Quartet for the End of Time by Johanna SkibsrudQUARTET FOR THE END OF TIME

Johanna Skibsrud

There is a moment midway through this novel in which 12-year-old Douglas Sinclair wakes up to birdsong in a Bonus Army camp outside Washington. “He closed his eyes and tried to hear each sound as it had first occurred, when each was still alone, independent of any other.” Douglas himself is very much alone: His father, Arthur, has just disappeared following the July 1932 riots that broke out on the National Mall when police moved to raid the camps of vets demanding compensation for their service in the Great War. Douglas now travels with the Bonus Army, a boy among men, his father’s service papers painstakingly guarded in his front pocket.

His musings reverberate later in the book during Skibsrud’s fictionalized account of how the real-life Quartet for the End of Time came to be written in a Nazi POW camp. The French composer Olivier Messiaen describes the “racket”—rattling trains, the language of birds—that inspired his work. “Everything—when the ear is trained to hear it—is free; everything is noise, and finally, everything is music!” It is one of many subtle and very beautiful echoes Skibsrud has planted throughout the book, which both bind together her disparate characters and illuminate the weighty themes with which she is grappling.

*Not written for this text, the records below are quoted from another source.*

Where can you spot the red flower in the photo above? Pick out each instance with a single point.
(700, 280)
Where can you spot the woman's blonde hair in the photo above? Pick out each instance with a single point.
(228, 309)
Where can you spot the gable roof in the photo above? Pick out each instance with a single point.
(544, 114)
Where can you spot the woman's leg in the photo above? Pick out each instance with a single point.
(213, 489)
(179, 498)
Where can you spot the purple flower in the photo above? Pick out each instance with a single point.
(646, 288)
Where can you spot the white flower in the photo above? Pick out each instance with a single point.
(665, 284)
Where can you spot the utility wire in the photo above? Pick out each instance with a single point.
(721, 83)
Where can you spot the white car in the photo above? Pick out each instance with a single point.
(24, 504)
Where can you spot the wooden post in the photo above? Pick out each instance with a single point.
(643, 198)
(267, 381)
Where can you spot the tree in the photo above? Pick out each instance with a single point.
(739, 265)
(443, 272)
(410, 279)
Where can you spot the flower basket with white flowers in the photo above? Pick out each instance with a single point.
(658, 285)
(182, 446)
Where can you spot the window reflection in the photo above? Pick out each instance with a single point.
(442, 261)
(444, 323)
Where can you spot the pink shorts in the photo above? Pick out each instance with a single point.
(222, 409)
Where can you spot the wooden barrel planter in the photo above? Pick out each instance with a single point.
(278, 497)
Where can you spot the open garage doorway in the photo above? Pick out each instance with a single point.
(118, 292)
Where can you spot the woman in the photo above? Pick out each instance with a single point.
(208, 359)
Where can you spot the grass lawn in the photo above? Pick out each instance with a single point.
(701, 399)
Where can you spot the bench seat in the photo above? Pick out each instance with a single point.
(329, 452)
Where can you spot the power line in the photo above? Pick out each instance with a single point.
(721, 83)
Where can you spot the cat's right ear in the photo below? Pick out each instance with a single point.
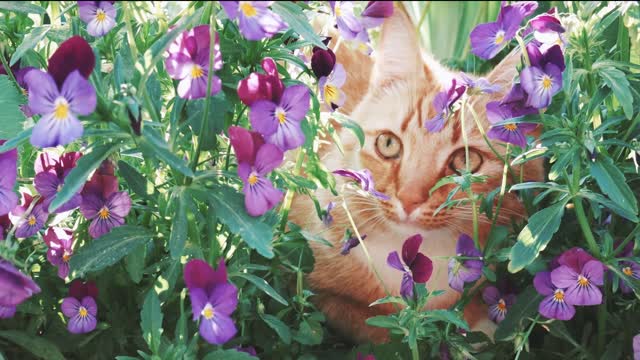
(397, 55)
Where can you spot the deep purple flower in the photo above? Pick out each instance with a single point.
(256, 21)
(188, 61)
(100, 16)
(416, 266)
(442, 104)
(213, 299)
(364, 178)
(464, 271)
(553, 305)
(105, 213)
(8, 176)
(60, 244)
(498, 304)
(279, 122)
(330, 88)
(255, 160)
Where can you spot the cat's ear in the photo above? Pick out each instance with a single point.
(397, 55)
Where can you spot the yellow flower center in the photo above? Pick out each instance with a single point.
(247, 9)
(196, 71)
(103, 213)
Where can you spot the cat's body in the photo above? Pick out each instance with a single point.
(392, 97)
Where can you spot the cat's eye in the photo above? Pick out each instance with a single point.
(458, 160)
(388, 146)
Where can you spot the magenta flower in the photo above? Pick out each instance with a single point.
(330, 86)
(442, 103)
(498, 304)
(255, 20)
(279, 122)
(100, 16)
(467, 270)
(8, 176)
(188, 62)
(60, 244)
(213, 300)
(364, 178)
(416, 266)
(554, 305)
(255, 160)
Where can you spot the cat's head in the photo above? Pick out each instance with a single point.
(405, 159)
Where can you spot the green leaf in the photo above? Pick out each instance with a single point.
(279, 327)
(292, 14)
(151, 321)
(613, 183)
(263, 285)
(109, 249)
(535, 236)
(79, 174)
(11, 117)
(36, 345)
(29, 42)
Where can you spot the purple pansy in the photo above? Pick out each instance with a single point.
(255, 160)
(279, 122)
(213, 300)
(364, 178)
(416, 266)
(188, 61)
(60, 244)
(330, 88)
(100, 16)
(498, 303)
(442, 103)
(464, 271)
(255, 20)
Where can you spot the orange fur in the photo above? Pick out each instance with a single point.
(394, 94)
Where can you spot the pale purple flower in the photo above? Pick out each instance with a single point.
(255, 20)
(279, 122)
(100, 16)
(466, 270)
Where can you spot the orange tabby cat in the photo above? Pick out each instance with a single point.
(390, 97)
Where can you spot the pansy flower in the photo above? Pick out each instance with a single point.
(255, 20)
(60, 244)
(364, 179)
(100, 16)
(255, 160)
(467, 270)
(213, 300)
(442, 103)
(415, 266)
(279, 122)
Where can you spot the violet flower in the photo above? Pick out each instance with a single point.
(100, 16)
(256, 21)
(255, 160)
(188, 61)
(442, 104)
(498, 303)
(465, 271)
(60, 244)
(416, 266)
(364, 179)
(213, 300)
(554, 305)
(279, 122)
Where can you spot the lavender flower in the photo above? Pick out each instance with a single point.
(279, 122)
(100, 16)
(256, 21)
(416, 266)
(464, 271)
(213, 299)
(255, 160)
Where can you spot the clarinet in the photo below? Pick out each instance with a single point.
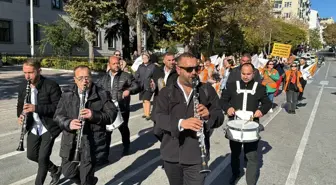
(76, 158)
(24, 121)
(200, 133)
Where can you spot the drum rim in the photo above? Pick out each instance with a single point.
(249, 141)
(239, 129)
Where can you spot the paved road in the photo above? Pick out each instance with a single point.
(295, 149)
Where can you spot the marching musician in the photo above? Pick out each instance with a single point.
(97, 112)
(236, 72)
(174, 116)
(121, 85)
(42, 130)
(231, 101)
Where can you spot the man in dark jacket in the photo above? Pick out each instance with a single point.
(231, 101)
(235, 73)
(174, 115)
(163, 76)
(144, 76)
(42, 130)
(98, 111)
(121, 85)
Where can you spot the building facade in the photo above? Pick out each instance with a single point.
(15, 27)
(292, 9)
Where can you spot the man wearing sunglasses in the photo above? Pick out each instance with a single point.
(236, 72)
(98, 111)
(174, 115)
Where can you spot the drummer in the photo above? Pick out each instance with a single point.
(232, 100)
(121, 85)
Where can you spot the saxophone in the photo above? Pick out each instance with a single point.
(24, 121)
(200, 133)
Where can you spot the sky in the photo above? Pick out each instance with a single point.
(325, 8)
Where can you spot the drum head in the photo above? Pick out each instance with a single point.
(238, 124)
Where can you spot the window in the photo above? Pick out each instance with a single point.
(288, 4)
(35, 2)
(96, 43)
(56, 4)
(287, 15)
(36, 33)
(5, 31)
(111, 42)
(277, 5)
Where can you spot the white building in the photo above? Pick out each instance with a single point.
(15, 29)
(314, 20)
(292, 9)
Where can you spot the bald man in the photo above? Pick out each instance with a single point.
(121, 85)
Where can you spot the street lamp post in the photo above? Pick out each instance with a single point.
(31, 29)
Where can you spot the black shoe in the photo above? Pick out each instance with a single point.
(56, 176)
(95, 180)
(234, 179)
(126, 151)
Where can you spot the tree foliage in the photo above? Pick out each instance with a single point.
(92, 15)
(314, 39)
(62, 38)
(329, 34)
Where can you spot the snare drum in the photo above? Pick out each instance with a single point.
(242, 131)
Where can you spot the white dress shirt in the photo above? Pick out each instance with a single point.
(187, 98)
(38, 127)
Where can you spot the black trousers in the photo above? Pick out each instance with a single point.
(292, 99)
(180, 174)
(303, 83)
(39, 149)
(124, 130)
(251, 153)
(82, 174)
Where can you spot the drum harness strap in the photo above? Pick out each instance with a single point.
(245, 91)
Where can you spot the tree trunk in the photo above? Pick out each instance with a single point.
(211, 42)
(125, 39)
(186, 48)
(139, 29)
(91, 52)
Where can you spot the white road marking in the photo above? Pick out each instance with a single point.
(10, 154)
(225, 163)
(134, 172)
(327, 71)
(31, 178)
(299, 154)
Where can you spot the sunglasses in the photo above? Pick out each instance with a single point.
(190, 69)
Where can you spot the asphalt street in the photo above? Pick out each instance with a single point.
(294, 149)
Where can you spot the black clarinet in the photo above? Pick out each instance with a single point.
(76, 158)
(200, 133)
(24, 121)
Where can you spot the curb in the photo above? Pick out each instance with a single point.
(65, 70)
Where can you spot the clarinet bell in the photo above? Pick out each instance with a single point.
(20, 147)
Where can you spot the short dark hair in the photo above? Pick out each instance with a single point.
(248, 64)
(33, 63)
(184, 55)
(168, 54)
(82, 67)
(247, 55)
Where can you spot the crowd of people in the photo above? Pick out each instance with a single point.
(89, 106)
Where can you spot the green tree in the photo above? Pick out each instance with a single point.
(314, 39)
(92, 15)
(62, 38)
(329, 34)
(287, 33)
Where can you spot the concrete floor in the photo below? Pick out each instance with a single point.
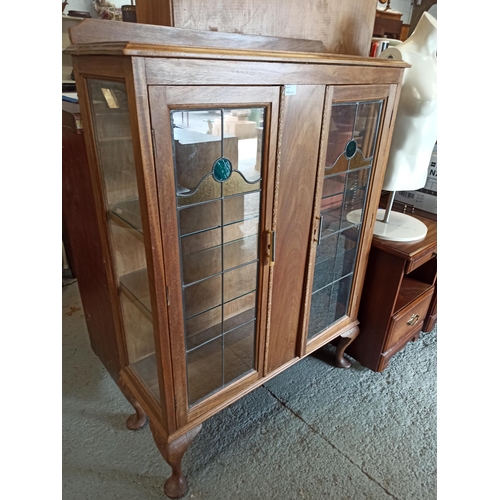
(313, 432)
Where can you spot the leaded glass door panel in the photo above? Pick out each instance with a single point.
(222, 149)
(352, 133)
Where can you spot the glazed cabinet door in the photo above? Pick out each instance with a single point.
(215, 150)
(346, 193)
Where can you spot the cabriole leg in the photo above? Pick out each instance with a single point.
(139, 419)
(176, 485)
(339, 360)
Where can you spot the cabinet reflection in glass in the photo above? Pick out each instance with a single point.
(349, 158)
(218, 165)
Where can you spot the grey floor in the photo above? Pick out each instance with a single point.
(312, 432)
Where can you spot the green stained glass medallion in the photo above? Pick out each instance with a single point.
(222, 169)
(350, 149)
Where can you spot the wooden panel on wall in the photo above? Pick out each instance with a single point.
(344, 26)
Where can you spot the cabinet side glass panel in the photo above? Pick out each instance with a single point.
(217, 158)
(352, 137)
(110, 113)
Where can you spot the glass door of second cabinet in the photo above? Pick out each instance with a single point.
(223, 189)
(115, 154)
(352, 138)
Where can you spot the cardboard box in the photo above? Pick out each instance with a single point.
(426, 197)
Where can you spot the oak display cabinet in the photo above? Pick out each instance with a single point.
(221, 180)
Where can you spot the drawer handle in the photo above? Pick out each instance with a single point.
(413, 319)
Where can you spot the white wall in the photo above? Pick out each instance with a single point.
(88, 5)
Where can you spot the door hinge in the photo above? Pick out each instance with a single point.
(272, 247)
(153, 139)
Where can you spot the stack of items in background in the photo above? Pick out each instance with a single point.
(426, 197)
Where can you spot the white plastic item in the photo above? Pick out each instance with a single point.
(415, 130)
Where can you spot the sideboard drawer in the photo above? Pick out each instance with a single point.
(409, 319)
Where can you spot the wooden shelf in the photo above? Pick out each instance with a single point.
(136, 285)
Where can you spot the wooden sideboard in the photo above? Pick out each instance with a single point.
(399, 297)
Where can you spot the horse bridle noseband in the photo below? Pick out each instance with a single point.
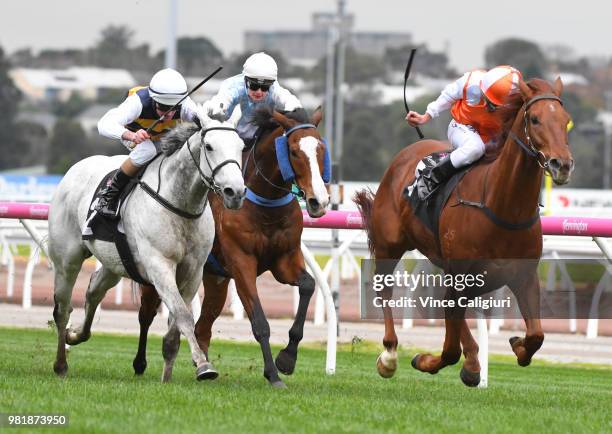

This is at once a sweeping tale and a deeply layered meditation on the nature of time, justice and agency. The narrative moves back and forth, from the U.S. in the ’30s, to post-revolutionary Russia, to Europe in the ’40s, with lengthy detours into the minds of Douglas and Arthur and also of Sutton and Alden Kelly, the privileged siblings who befriend and then betray the father and son. At times, the prose becomes convoluted; thoughts interrupt thoughts, and sentences abound with commas, dashes and parentheses to accommodate so many asides. But it is clear that this is a unique work of literature; Skibsrud, whose debut novel, The Sentimentalists, won the Giller prize in 2010, has embedded meaning in terrific turns of plot. And her rendering of the smallest details can be crystalline: Douglas, aboard a train, studies the faces of his companions in the boxcar, “briefly illuminated in the moonlight, which came in, in fits and starts, through the gaping door.” He wonders how God cannot see them, too—their hunger and desperation and loneliness—given the moonlight, “which he himself thought to throw on them.”